For those of you that missed Reeker we have a recap. Group of twenty-somethings end up at a desolate rest stop in the middle of the desert. Insert a decaying monster with cloaking technology stolen from the Predator a roto-router with a taste for blood and an offensive smell. With the exception of extremely strong and entertaining gore effects Reeker is mediocre.

Now Writer/Director Dave Payne has returned with a sequel. Apparently he felt Reeker deserved a back story, so here we go. This movie starts off strong much like the original with some cringe-worthy gore effects and a rich desert landscape. Reeker started his life as your average run of the mill serial killer, the Death Valley Drifter (Michael Robert Brandon).

The voices in his head have prompted his bloody and surgical killing spree to prepare him for the position he will hold after death. After a run in with local law enforcement and the cowardly Deputy Reed (David Stanbra) the drifter turns himself in and is promptly executed in the least believable gas chamber ever committed to film.

We jump to the present day some 30 years later. A new truck stop/motel and a new group of fodder. Three casino bandits stop to fill up their tank and visit with an old flame. We’re introduced to the gruff Sheriff Reed (Robert Pine) and his estranged son turned new deputy (Christopher Boyer). The bandit’s girlfriend/ex-girlfriend Maya (Mircea Monroe) is introduced as the big city girl having a hard time adjusting to small town life. We also get a look at the doctor who happens to have no sense of smell (Valerie Cruz), what? The three bandits including Maya’s boyfriend/ex-boyfriend are spotted by the sheriff, there is a gun fight and the gas pump and getaway car explodes.

The main characters are now in a dimension removed from normal time and space “between light and dark” (this leads to a funny bit of physical comedy as the deputy attempts to throw him self through the invisible barrier). This is explained briefly by a native character who wanders into the diner, offers some exposition and then wanders out into the night to be slaughtered.

One by one they are killed off by the Reeker who suffers from twitching that puts Max Headroom to shame. The Reeker is meant to move in an unsettling fashion, unfortunately it irritates, it doesn’t unsettle.

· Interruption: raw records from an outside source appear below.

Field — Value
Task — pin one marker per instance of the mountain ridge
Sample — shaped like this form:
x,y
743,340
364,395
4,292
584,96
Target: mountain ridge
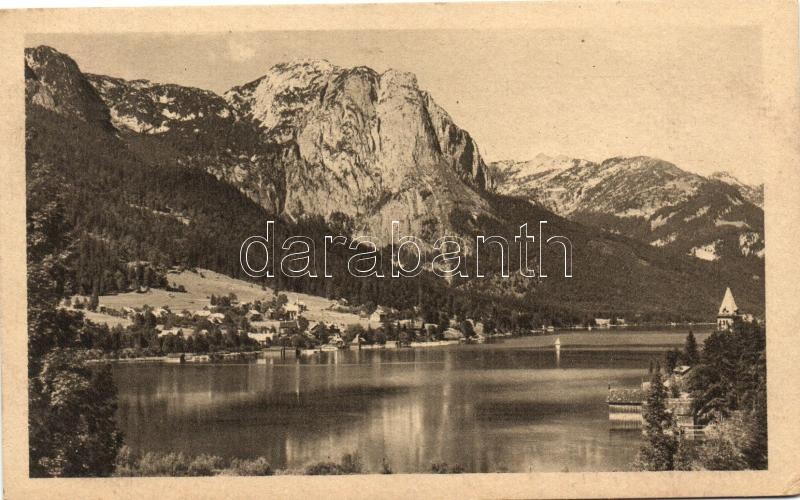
x,y
201,162
644,198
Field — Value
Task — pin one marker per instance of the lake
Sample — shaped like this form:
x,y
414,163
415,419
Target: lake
x,y
513,406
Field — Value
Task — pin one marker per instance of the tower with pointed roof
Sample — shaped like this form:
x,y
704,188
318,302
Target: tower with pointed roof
x,y
728,312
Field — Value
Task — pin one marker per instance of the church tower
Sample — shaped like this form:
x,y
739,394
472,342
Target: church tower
x,y
728,312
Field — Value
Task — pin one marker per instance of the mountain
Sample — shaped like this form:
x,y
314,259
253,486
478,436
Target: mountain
x,y
140,171
311,138
752,193
647,199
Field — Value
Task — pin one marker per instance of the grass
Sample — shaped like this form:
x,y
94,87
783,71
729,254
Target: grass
x,y
202,284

This movie excels in the gore effects which leads to classic lines like “Look who’s being nice now that he doesn’t have a face.” The injuries suffered by the cliche and unlikeable cast are done fantastically well and require a stronger stomach. This included a severely fractured leg, a mutilated face and missing section of skull and the deputy’s bloody face explosion. The grisly ways in which the participants die make this movie worth a watch, once, and only once.

Recommended for gorehounds and those who can find redeeming qualities in even the worst horror movies…like me.